1. Levar protector solar com factor alto. Com temperaturas constantes entre os 25 C e os 35 C mas com uma brisa marítima forte, nem se percebe que o sol queima em Jeri.

2. Levar dinheiro trocado porque em Jeri não há bancos ou caixas multibanco (ATM). Contudo, a maioria dos sítios aceita cartões de crédito (cuidado só com as clonagens, tanto em Jeri como em Fortaleza) e, mesmo que estes nem sempre funcionem nos terminais, os habitantes locais rapidamente o tranquilizam: "Não tem problema, amanhã paga".

3. Levar medicamentos (o posto médico mais próximo é em Jijoca, a 30 quilómetros) e lanterna (para percorrer algumas ruas de Jeri menos iluminadas à noite).
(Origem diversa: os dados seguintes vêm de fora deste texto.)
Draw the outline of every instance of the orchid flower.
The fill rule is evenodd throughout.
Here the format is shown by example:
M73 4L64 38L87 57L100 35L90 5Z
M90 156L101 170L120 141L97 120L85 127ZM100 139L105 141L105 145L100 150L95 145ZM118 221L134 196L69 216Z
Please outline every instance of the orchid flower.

4. Se for ficar alguma noite em Fortaleza, mais vale guardar o dinheiro para as feiras de artesanato da capital cearense, onde pode encontrar muitos produtos iguais aos de Jeri mas mais baratos.

Como ir

Além de haver vários pacotes nas agências de viagem que incluem já Jericoacoara e todos os transfers envolvidos, há voos directos da TAP para Fortaleza todos os dias, desde 500 euros. A partir de Fortaleza há várias formas de chegar a Jeri: autocarro, jipe, carro, helicóptero ou avião (até Camocim, a localidade mais próxima).

Onde ficar

A oferta em Jeri é variada e, regra geral, acessível a vários bolsos.

Entre os locais mais afamados estão a Pousada Vila Kalango e o Hotel Mosquito Blue, onde há diárias em quarto duplo desde 100 euros. Além disso, há várias pousadas mais baratas, como a Blue Jeri, onde os preços partem de 240 reais (cerca de 90 euros, ao câmbio actual). Um ponto a favor desta pousada é o pequeno jacuzzi no telhado, de onde se pode ver o sol a pôr-se no mar. No "site" www.jeri-brazil.org, há uma lista extensa da oferta em Jeri.

Onde comer

Com uma forte presença da cozinha internacional (italiana sobretudo), Jeri tem também vários restaurantes onde pode saborear os pratos típicos da gastronomia cearense e brasileira em geral, como os mariscos e a carne. O restaurante Carcará é um dos locais a não perder, com bons pratos de carne e com as moquecas de peixe e camarão, e embora seja provavelmente um dos mais caros de Jeri, o preço médio por pessoa não ultrapassa os 15 euros. Outras opções mais em conta são a Casa das Trufas, o Lo Sfi zietto ou o Forno de Lenha.